The barbers or hair-dressers have generally written on their sign Ici on rajeunit: rajeunir means properly to colour or die the hair, but in this instance it only expresses, here people are made to look younger than they are, by having their hair dressed. I saw a peruke-maker's sign representing the fable of the man and his two wives, thus: A middle-aged gentleman is fitting in a magnificent apartment, between an old lady and a young one, fashionably dressed. His head is entirely bald, the old lady having just pulled out the black hairs, as the young one did the grey: and Cupid is flying over his head, holding a nice periwig ready to put on it.
EXTENT, POPULATION, &C. OF FRANCE.
THE authorities for a great part of what follows are Mr. Rabaut's History of the Revolution, 1792; Mr. du Laure's Paris, 1791, Geographie de France, 1792, second edition, and Voyage dans les Departemens de la France, 1792.
France is a country which extends nine degrees from North to South, and between ten and eleven from East to West, making six and twenty thousand square leagues, and containing twenty-seven millions of people. In 1790, "There were four millions of armed men in France; three of these millions wore the uniform of the nation." The number of warriors, or fighting men is very considerably increased since that time.

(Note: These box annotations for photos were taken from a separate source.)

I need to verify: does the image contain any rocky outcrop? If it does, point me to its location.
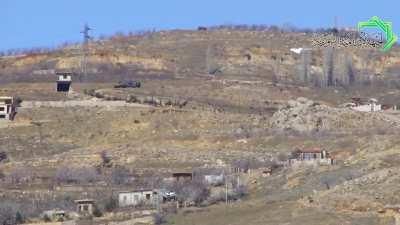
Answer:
[270,98,400,132]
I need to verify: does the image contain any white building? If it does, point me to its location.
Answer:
[0,97,17,120]
[118,189,157,207]
[351,98,382,112]
[57,72,72,92]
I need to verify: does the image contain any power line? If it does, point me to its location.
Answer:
[81,23,92,81]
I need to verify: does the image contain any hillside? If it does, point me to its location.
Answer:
[0,29,400,225]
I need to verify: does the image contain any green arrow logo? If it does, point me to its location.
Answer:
[358,16,398,52]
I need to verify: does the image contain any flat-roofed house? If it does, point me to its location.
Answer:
[0,96,17,120]
[118,189,157,207]
[56,72,72,92]
[75,199,96,215]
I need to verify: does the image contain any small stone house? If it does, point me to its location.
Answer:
[172,172,193,182]
[118,189,158,207]
[56,72,72,92]
[349,98,382,112]
[289,148,334,165]
[75,199,96,215]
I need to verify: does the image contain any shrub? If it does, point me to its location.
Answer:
[0,152,7,162]
[153,213,167,225]
[15,211,25,224]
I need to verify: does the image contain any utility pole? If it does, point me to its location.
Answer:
[80,23,92,81]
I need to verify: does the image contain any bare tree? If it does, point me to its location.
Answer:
[345,55,356,85]
[111,166,131,185]
[321,48,335,87]
[300,51,312,84]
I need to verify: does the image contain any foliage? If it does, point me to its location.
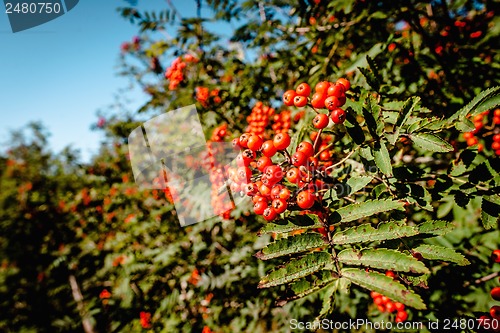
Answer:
[0,0,500,332]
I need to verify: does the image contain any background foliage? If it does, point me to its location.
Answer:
[0,0,500,333]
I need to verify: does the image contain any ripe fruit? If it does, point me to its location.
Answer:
[257,156,274,172]
[292,151,307,167]
[240,133,250,148]
[326,83,345,98]
[293,95,307,108]
[490,287,500,301]
[273,133,291,150]
[286,168,300,184]
[297,191,316,209]
[314,81,330,95]
[297,141,314,157]
[261,140,278,157]
[336,78,351,91]
[271,199,288,214]
[283,90,297,106]
[325,96,340,111]
[313,113,329,129]
[295,82,311,97]
[311,92,326,109]
[262,207,278,221]
[253,201,267,215]
[331,108,346,124]
[491,250,500,263]
[490,305,500,320]
[247,134,264,151]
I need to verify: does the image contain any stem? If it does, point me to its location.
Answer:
[325,149,356,171]
[313,129,323,151]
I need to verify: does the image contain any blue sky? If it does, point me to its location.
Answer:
[0,0,213,160]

"In this immense population is found at least three millions of individuals of different religions, whom the present catholicks look upon with brotherly eyes. The protestant and the catholick now embrace each other on the threshold where Coligni was murdered; and the disciples of Calvin invoke the Eternal after their manner, within a few paces[35] of the balcony from whence Charles IX. shot at his subjects."